Things to take note during Huffman coding programming

Huffman coding sum up equal to 0 (e.g '00', '0000000', '0000') are not feasible in programming. Although theoretically is possible. This will cause programming error when decoding. However if Huffman coding's total '0' bits more than or equal to 1 byte (e.g. '0 0000 0000'), the programming become feasible instead.
New line feed '\n' actually is one of ASCII code, hexadecimal '0x0A'. Therefore new line feed '\n' should be encoded like other characters during the programming.
When reading data from the file, it should be programmed such that the encoder & decoder software should read all the data from the file once instead of line-by-line. As I mentioned before, line feed '\n' actually is one of ASCII family charaters. Programming error will occured if software was written that way.

Above points had detoured me for awhile during code writing.

By implementing Huffman coding, we can encrypt data files.
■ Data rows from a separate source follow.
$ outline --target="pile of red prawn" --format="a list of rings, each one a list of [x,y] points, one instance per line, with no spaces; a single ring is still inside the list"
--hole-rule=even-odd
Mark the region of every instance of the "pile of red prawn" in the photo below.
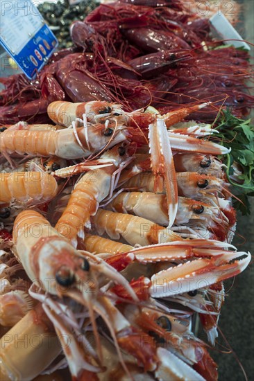
[[[209,20],[180,1],[101,4],[83,22],[74,21],[70,33],[76,47],[56,53],[34,80],[23,74],[0,80],[6,86],[0,123],[49,121],[46,107],[53,100],[99,99],[126,111],[153,105],[163,113],[210,101],[194,115],[206,121],[221,107],[238,117],[253,107],[248,52],[221,46]]]
[[[128,2],[75,21],[76,47],[34,80],[1,80],[1,335],[10,331],[0,371],[10,380],[61,380],[67,366],[78,381],[218,378],[208,347],[223,281],[251,254],[230,244],[236,213],[218,158],[229,150],[199,122],[253,107],[248,55],[210,48],[220,43],[208,19],[180,0]],[[209,344],[192,332],[194,312]],[[8,341],[24,330],[50,333],[50,350]]]

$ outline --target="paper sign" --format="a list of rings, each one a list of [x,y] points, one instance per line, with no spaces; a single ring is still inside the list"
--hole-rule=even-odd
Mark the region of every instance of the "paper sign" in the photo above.
[[[31,0],[1,0],[0,43],[32,79],[58,42]]]
[[[226,40],[225,44],[233,45],[236,48],[251,50],[248,44],[242,41],[242,37],[223,13],[214,15],[210,18],[210,21],[217,33],[221,37],[221,39]]]

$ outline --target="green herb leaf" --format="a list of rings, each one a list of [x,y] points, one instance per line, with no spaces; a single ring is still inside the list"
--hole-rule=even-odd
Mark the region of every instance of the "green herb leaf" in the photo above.
[[[254,126],[251,119],[239,119],[230,113],[229,109],[223,110],[222,116],[215,121],[219,134],[216,137],[221,139],[221,144],[231,152],[221,157],[227,165],[226,175],[232,186],[232,193],[242,202],[235,200],[235,207],[243,215],[250,213],[248,197],[254,195]],[[234,177],[234,166],[239,166],[242,174]],[[236,181],[237,180],[237,181]]]

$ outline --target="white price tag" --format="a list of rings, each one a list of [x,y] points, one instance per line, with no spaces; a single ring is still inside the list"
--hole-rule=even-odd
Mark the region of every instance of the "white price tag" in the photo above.
[[[31,0],[1,0],[0,43],[28,78],[48,61],[58,40]]]

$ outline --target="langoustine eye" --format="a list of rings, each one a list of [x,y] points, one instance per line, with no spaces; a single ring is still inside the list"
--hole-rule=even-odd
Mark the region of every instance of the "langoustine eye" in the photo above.
[[[203,180],[199,180],[196,185],[198,186],[198,188],[205,188],[208,185],[208,180],[206,179],[203,179]]]
[[[10,210],[9,208],[2,208],[0,209],[0,218],[8,218],[10,215]]]
[[[200,166],[202,168],[207,168],[211,165],[211,158],[209,156],[205,156],[200,162]]]
[[[56,272],[56,281],[59,285],[67,287],[75,282],[75,276],[69,267],[63,265]]]
[[[193,205],[192,210],[196,214],[201,214],[204,211],[204,207],[200,204],[196,204],[196,205]]]
[[[107,128],[104,132],[103,132],[103,135],[105,136],[111,136],[111,135],[113,133],[113,129],[112,128]]]
[[[110,114],[112,112],[112,108],[110,106],[105,106],[105,107],[99,110],[98,114]]]
[[[162,328],[166,330],[171,330],[171,323],[167,316],[160,316],[156,319],[156,323],[160,327],[162,327]]]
And only we can decode them as long as we keep the specific Huffman Tree we are using.

1) Sample Visual c++ programming code #1 - for txt files only containing alphabet and line feed

Huffman Coding Compression source code:

Encoding source code: HuffZipping-10.cpp, Huff_Zipping-10.exe

Decoding source code: Huff_Unzipping-4.cpp, Huff_Unzipping-4.exe

Execution file 'Huff_Zipping-10.exe' is to encode files containing alphabet and line feed. While execution file 'Huff_Unzipping-4.exe' is to decode and revert back the original alphabet files.
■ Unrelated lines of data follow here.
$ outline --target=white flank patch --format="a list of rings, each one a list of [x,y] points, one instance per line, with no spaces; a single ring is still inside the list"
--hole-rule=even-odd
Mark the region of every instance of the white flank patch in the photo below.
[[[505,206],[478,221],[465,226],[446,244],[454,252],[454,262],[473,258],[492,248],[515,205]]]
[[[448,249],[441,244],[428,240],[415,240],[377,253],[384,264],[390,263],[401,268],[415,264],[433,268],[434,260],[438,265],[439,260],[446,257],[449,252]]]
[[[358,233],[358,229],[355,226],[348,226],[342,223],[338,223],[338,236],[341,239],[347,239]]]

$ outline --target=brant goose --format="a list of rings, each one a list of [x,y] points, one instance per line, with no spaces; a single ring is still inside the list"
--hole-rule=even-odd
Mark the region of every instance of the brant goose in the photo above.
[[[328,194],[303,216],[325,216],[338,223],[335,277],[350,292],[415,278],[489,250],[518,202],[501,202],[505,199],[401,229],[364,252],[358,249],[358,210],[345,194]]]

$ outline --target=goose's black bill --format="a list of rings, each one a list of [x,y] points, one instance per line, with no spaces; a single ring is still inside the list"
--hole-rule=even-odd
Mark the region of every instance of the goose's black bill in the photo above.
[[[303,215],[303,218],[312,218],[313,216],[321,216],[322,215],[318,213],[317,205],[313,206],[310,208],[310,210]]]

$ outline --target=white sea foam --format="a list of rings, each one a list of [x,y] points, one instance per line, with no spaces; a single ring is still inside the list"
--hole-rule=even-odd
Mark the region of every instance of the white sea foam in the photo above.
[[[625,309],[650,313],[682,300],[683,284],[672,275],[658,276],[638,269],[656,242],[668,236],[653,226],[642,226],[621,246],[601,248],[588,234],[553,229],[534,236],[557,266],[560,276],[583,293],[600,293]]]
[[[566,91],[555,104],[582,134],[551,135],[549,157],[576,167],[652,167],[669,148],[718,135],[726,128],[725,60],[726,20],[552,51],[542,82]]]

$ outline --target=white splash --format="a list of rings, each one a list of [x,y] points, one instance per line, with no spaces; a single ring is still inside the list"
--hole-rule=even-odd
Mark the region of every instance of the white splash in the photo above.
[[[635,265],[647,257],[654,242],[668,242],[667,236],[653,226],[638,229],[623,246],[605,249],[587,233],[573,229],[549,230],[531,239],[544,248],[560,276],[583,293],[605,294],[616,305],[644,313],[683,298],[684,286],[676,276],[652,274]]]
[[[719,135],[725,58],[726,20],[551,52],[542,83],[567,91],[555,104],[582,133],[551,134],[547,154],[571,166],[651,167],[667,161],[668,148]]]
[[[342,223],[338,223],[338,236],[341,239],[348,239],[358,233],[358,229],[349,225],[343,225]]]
Only the below capital letter can be use for encoding in this example code#1: 'A', 'B', 'C', 'D', 'E', 'F', 'G', 'H', 'I', 'J', 'K', 'L', 'M', 'N', 'O', 'P', 'Q', 'R', 'S', 'T', 'U', 'V', 'W', 'X', 'Y', 'Z' and line-feed '\n'.
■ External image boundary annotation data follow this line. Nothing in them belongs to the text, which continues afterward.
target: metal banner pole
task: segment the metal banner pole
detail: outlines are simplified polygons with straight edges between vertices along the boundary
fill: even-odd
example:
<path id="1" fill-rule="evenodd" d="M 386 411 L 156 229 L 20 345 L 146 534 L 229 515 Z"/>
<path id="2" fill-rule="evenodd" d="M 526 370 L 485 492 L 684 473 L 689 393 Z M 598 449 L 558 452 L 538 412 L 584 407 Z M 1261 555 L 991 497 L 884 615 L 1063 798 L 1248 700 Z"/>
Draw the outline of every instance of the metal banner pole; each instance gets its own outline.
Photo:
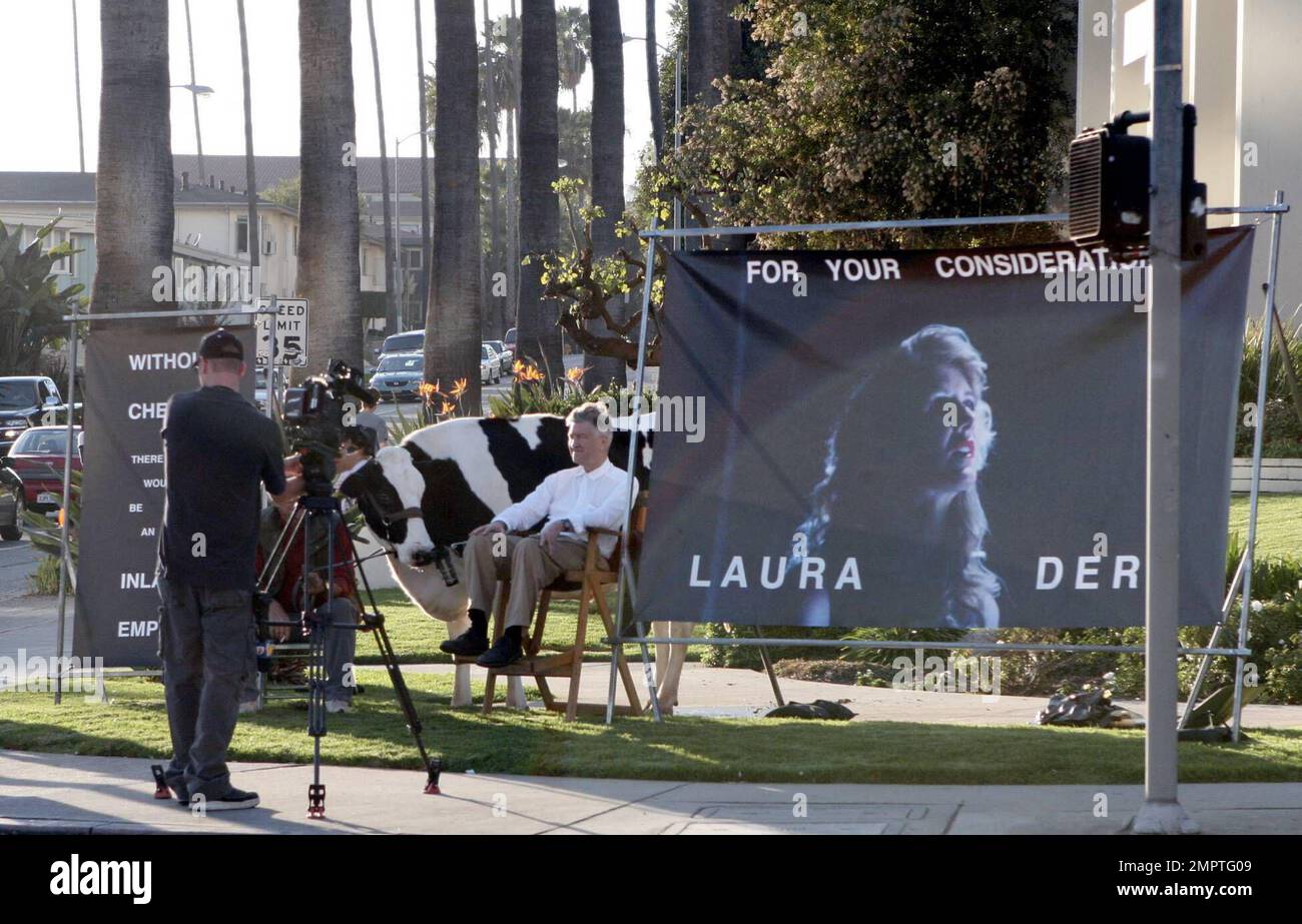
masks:
<path id="1" fill-rule="evenodd" d="M 651 233 L 655 234 L 656 220 L 659 215 L 651 216 Z M 624 596 L 625 590 L 633 583 L 633 560 L 629 556 L 629 530 L 633 527 L 633 502 L 637 500 L 633 496 L 633 478 L 637 472 L 637 458 L 638 458 L 638 436 L 642 431 L 639 429 L 642 422 L 642 387 L 646 381 L 647 371 L 647 318 L 651 316 L 651 282 L 655 276 L 655 238 L 647 237 L 647 251 L 646 251 L 646 268 L 642 272 L 643 286 L 642 286 L 642 320 L 638 324 L 638 371 L 633 379 L 633 431 L 629 433 L 629 463 L 628 463 L 628 482 L 624 489 L 624 541 L 620 544 L 620 579 L 616 591 L 616 604 L 615 604 L 615 638 L 611 640 L 611 686 L 605 696 L 605 724 L 609 725 L 615 721 L 615 681 L 620 669 L 620 656 L 624 653 Z M 642 627 L 638 627 L 638 635 L 644 636 L 646 632 Z M 655 714 L 655 720 L 660 721 L 660 700 L 655 694 L 655 678 L 651 675 L 651 652 L 647 649 L 647 643 L 639 643 L 642 647 L 642 669 L 646 674 L 647 682 L 647 695 L 651 698 L 651 712 Z"/>
<path id="2" fill-rule="evenodd" d="M 1284 191 L 1275 190 L 1275 204 L 1284 203 Z M 1253 479 L 1247 489 L 1247 549 L 1243 566 L 1243 603 L 1238 612 L 1238 647 L 1247 648 L 1247 617 L 1253 610 L 1253 562 L 1256 558 L 1256 505 L 1262 493 L 1262 437 L 1266 429 L 1266 385 L 1271 370 L 1271 312 L 1275 310 L 1275 277 L 1280 258 L 1280 213 L 1271 216 L 1271 259 L 1266 273 L 1266 307 L 1262 311 L 1262 366 L 1256 375 L 1256 427 L 1253 428 Z M 1232 741 L 1237 742 L 1243 724 L 1243 656 L 1234 659 L 1234 714 Z"/>
<path id="3" fill-rule="evenodd" d="M 1180 255 L 1182 0 L 1155 0 L 1150 155 L 1148 435 L 1144 489 L 1144 800 L 1135 833 L 1193 834 L 1178 798 Z"/>
<path id="4" fill-rule="evenodd" d="M 1238 596 L 1238 582 L 1243 579 L 1243 566 L 1247 564 L 1247 550 L 1238 557 L 1238 567 L 1234 569 L 1234 579 L 1229 582 L 1229 590 L 1225 591 L 1225 601 L 1221 604 L 1221 618 L 1212 630 L 1212 638 L 1207 642 L 1208 648 L 1215 648 L 1216 643 L 1220 640 L 1220 634 L 1225 631 L 1225 617 L 1229 616 L 1229 610 L 1234 605 L 1234 597 Z M 1189 725 L 1189 713 L 1193 712 L 1194 705 L 1198 703 L 1198 696 L 1203 690 L 1203 682 L 1207 679 L 1207 670 L 1212 666 L 1212 656 L 1203 655 L 1202 664 L 1198 665 L 1198 677 L 1194 678 L 1194 685 L 1189 688 L 1189 698 L 1185 700 L 1185 711 L 1180 713 L 1180 725 L 1177 729 L 1184 729 Z"/>
<path id="5" fill-rule="evenodd" d="M 55 630 L 55 705 L 64 701 L 64 619 L 68 614 L 68 569 L 72 557 L 68 550 L 68 524 L 73 493 L 73 387 L 77 379 L 77 321 L 68 325 L 68 397 L 64 403 L 68 411 L 64 445 L 64 506 L 62 523 L 59 526 L 59 627 Z"/>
Huffman Tree graph - Alphabet only for sample programming code #1

Pros and Cons of Huffman Coding

1) If the file's frequency occurrence of characters are not follow to standard distribution, the output of Huffman coding file might be larger than original file which will defeat the purpose of compressing a characters files. Therefore compression using Huffman coding method might not be workable all the times.

2) Huffman coding can encode any types of characters in ASCII and others.

3) Huffman coding unlike other encryption method only encrypt characters till byte level. Huffman coding are encoding characters till the bits level, which make the encoded output files highly secure.

4) By making the Huffman encoding Tree not follow to standard & predictable frequency occurrence of characters, we can make the output encryption file very difficult to decode. For instance character 'E' has very high frequency of occurence (12.8), we can break it down to 10 separate tree nodes which all refering to character 'E'. By this way, people will not able to decode the encrypted file based on charaters frequency of occurence.